原文地址:https://ysymyth.github.io/The-Second-Half/
tldr: We’re at AI’s halftime.
For decades, AI has largely been about developing new training methods and models. And it worked: from beating world champions at chess and Go, surpassing most humans on the SAT and bar exams, to earning IMO and IOI gold medals.
Behind these milestones in the history book — DeepBlue, AlphaGo, GPT-4, and the o-series — are fundamental innovations in AI methods: search, deep RL, scaling, and reasoning. Things just get better over time.
So what’s suddenly different now?
In three words: RL finally works. More precisely: RL finally generalizes. After several major detours and a culmination of milestones, we’ve landed on a working recipe to solve a wide range of RL tasks using language and reasoning.
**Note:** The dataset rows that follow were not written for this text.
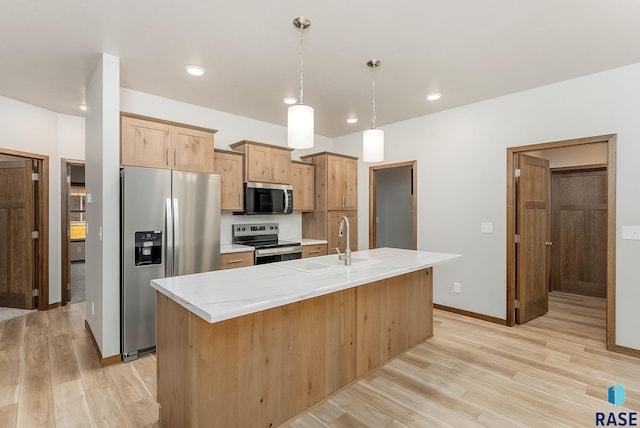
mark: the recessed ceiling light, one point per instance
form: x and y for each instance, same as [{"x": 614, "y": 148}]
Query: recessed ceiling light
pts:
[{"x": 194, "y": 70}]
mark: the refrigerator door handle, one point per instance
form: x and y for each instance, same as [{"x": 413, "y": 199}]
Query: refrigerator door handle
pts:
[
  {"x": 286, "y": 202},
  {"x": 176, "y": 237},
  {"x": 168, "y": 227}
]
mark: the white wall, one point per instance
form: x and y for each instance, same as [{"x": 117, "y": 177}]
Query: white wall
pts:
[
  {"x": 461, "y": 157},
  {"x": 35, "y": 130},
  {"x": 102, "y": 283}
]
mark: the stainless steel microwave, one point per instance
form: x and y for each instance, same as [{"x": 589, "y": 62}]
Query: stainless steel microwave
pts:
[{"x": 267, "y": 198}]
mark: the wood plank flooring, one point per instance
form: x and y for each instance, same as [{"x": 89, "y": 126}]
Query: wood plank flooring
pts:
[{"x": 553, "y": 371}]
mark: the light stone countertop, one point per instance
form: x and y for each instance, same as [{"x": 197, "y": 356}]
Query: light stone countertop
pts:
[
  {"x": 313, "y": 241},
  {"x": 225, "y": 294}
]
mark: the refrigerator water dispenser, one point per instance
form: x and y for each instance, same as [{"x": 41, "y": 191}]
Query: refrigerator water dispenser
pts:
[{"x": 148, "y": 248}]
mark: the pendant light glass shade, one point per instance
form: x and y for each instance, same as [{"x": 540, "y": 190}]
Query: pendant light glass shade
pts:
[
  {"x": 300, "y": 127},
  {"x": 373, "y": 139},
  {"x": 373, "y": 145}
]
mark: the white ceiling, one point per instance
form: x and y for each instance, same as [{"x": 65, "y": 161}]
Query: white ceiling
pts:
[{"x": 468, "y": 50}]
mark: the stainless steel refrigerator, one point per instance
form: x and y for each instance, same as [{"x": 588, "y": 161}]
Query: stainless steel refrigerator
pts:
[{"x": 170, "y": 225}]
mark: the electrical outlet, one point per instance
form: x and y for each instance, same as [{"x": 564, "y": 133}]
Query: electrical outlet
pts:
[
  {"x": 457, "y": 287},
  {"x": 631, "y": 232}
]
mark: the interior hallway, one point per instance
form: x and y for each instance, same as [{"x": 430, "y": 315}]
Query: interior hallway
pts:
[{"x": 552, "y": 371}]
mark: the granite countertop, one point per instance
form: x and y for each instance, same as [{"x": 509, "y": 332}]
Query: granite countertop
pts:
[{"x": 225, "y": 294}]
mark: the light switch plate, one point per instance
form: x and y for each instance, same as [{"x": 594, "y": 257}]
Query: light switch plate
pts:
[
  {"x": 631, "y": 232},
  {"x": 486, "y": 227}
]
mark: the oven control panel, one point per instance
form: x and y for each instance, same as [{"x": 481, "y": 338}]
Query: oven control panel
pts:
[{"x": 254, "y": 229}]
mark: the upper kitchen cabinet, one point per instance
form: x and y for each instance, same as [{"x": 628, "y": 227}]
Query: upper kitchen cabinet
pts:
[
  {"x": 144, "y": 143},
  {"x": 336, "y": 180},
  {"x": 229, "y": 165},
  {"x": 303, "y": 189},
  {"x": 157, "y": 144},
  {"x": 265, "y": 163},
  {"x": 336, "y": 195},
  {"x": 192, "y": 149}
]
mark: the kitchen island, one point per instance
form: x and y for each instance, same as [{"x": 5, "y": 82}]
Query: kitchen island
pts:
[{"x": 257, "y": 346}]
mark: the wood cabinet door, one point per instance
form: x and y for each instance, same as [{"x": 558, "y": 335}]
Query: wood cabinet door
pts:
[
  {"x": 333, "y": 225},
  {"x": 258, "y": 163},
  {"x": 192, "y": 150},
  {"x": 303, "y": 187},
  {"x": 336, "y": 184},
  {"x": 229, "y": 167},
  {"x": 350, "y": 177},
  {"x": 281, "y": 166},
  {"x": 342, "y": 174},
  {"x": 145, "y": 143}
]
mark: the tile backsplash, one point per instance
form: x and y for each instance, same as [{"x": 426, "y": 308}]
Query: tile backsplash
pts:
[{"x": 290, "y": 225}]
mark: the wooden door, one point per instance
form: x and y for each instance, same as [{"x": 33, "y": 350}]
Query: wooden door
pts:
[
  {"x": 303, "y": 186},
  {"x": 145, "y": 143},
  {"x": 192, "y": 150},
  {"x": 579, "y": 232},
  {"x": 258, "y": 163},
  {"x": 281, "y": 166},
  {"x": 533, "y": 195},
  {"x": 333, "y": 224},
  {"x": 229, "y": 167},
  {"x": 17, "y": 221}
]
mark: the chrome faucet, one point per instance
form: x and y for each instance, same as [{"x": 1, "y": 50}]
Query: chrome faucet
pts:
[{"x": 346, "y": 256}]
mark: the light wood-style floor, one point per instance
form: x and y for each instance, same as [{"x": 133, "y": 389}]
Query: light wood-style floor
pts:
[{"x": 553, "y": 371}]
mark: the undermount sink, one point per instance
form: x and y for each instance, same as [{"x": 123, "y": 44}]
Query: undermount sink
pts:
[{"x": 314, "y": 266}]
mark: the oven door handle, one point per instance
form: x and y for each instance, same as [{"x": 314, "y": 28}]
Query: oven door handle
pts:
[{"x": 276, "y": 251}]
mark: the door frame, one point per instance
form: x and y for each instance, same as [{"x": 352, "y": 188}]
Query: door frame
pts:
[
  {"x": 65, "y": 237},
  {"x": 372, "y": 199},
  {"x": 42, "y": 207},
  {"x": 610, "y": 139}
]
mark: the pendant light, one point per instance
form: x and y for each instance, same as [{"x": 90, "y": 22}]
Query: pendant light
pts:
[
  {"x": 300, "y": 132},
  {"x": 373, "y": 139}
]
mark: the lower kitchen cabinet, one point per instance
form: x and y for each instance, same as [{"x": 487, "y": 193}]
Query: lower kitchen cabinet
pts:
[
  {"x": 234, "y": 260},
  {"x": 314, "y": 250}
]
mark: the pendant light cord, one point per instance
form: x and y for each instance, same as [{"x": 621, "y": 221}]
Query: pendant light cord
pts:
[
  {"x": 301, "y": 65},
  {"x": 373, "y": 109}
]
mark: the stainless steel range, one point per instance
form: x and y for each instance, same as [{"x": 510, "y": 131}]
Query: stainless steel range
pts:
[{"x": 264, "y": 238}]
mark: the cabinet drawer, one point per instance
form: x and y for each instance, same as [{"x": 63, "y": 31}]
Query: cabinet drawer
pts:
[
  {"x": 233, "y": 260},
  {"x": 314, "y": 250}
]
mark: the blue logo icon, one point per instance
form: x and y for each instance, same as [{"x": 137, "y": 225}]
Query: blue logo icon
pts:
[{"x": 616, "y": 395}]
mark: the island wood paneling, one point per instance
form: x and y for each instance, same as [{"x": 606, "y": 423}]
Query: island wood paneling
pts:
[{"x": 263, "y": 369}]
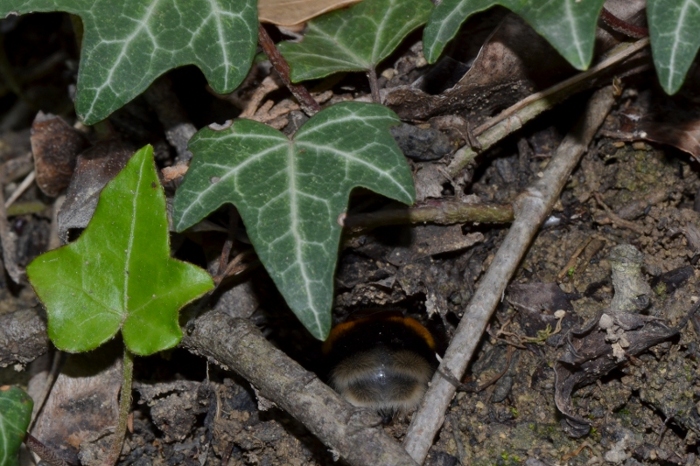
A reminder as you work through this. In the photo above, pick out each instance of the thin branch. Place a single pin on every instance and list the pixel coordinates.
(124, 407)
(445, 213)
(42, 451)
(374, 85)
(623, 27)
(531, 209)
(307, 102)
(515, 117)
(354, 434)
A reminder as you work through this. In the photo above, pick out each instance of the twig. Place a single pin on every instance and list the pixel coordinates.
(124, 407)
(623, 27)
(445, 213)
(354, 434)
(531, 208)
(43, 452)
(307, 102)
(374, 85)
(514, 117)
(7, 237)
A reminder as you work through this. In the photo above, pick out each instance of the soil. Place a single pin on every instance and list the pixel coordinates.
(645, 410)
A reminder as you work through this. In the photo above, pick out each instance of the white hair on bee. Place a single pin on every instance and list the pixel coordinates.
(382, 362)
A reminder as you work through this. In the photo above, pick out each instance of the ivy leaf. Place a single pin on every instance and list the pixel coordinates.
(15, 414)
(119, 273)
(290, 192)
(354, 39)
(568, 25)
(128, 44)
(673, 27)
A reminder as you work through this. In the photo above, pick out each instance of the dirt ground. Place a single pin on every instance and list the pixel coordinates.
(643, 410)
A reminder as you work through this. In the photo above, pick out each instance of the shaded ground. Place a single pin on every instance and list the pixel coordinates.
(643, 412)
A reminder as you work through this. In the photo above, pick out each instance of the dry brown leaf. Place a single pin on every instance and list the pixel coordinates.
(293, 12)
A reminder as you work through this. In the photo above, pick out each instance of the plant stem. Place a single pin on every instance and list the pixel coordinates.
(514, 117)
(374, 85)
(307, 102)
(445, 213)
(531, 208)
(124, 407)
(45, 453)
(623, 27)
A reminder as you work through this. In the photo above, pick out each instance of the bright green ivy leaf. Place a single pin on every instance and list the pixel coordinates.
(569, 25)
(353, 39)
(119, 273)
(127, 44)
(15, 414)
(290, 192)
(674, 27)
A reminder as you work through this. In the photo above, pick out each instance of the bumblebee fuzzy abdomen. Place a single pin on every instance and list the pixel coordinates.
(383, 379)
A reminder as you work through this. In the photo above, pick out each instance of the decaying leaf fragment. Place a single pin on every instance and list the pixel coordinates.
(608, 340)
(294, 12)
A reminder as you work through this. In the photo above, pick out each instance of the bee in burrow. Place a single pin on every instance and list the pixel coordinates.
(382, 361)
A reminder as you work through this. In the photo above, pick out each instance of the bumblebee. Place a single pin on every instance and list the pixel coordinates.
(382, 361)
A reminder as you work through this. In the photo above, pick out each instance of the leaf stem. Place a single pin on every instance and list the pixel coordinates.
(124, 407)
(374, 85)
(307, 102)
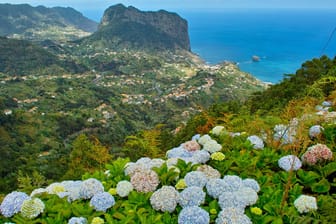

Even a year ago, if you told most AI researchers that a single recipe could tackle software engineering, creative writing, IMO-level math, mouse-and-keyboard manipulation, and long-form question answering — they’d laugh at your hallucinations.
Each of these tasks is incredibly difficult and many researchers spend their entire PhDs focused on just one narrow slice.
Yet it happened.
So what comes next? The second half of AI — starting now — will shift focus from solving problems to defining problems. In this new era, evaluation becomes more important than training.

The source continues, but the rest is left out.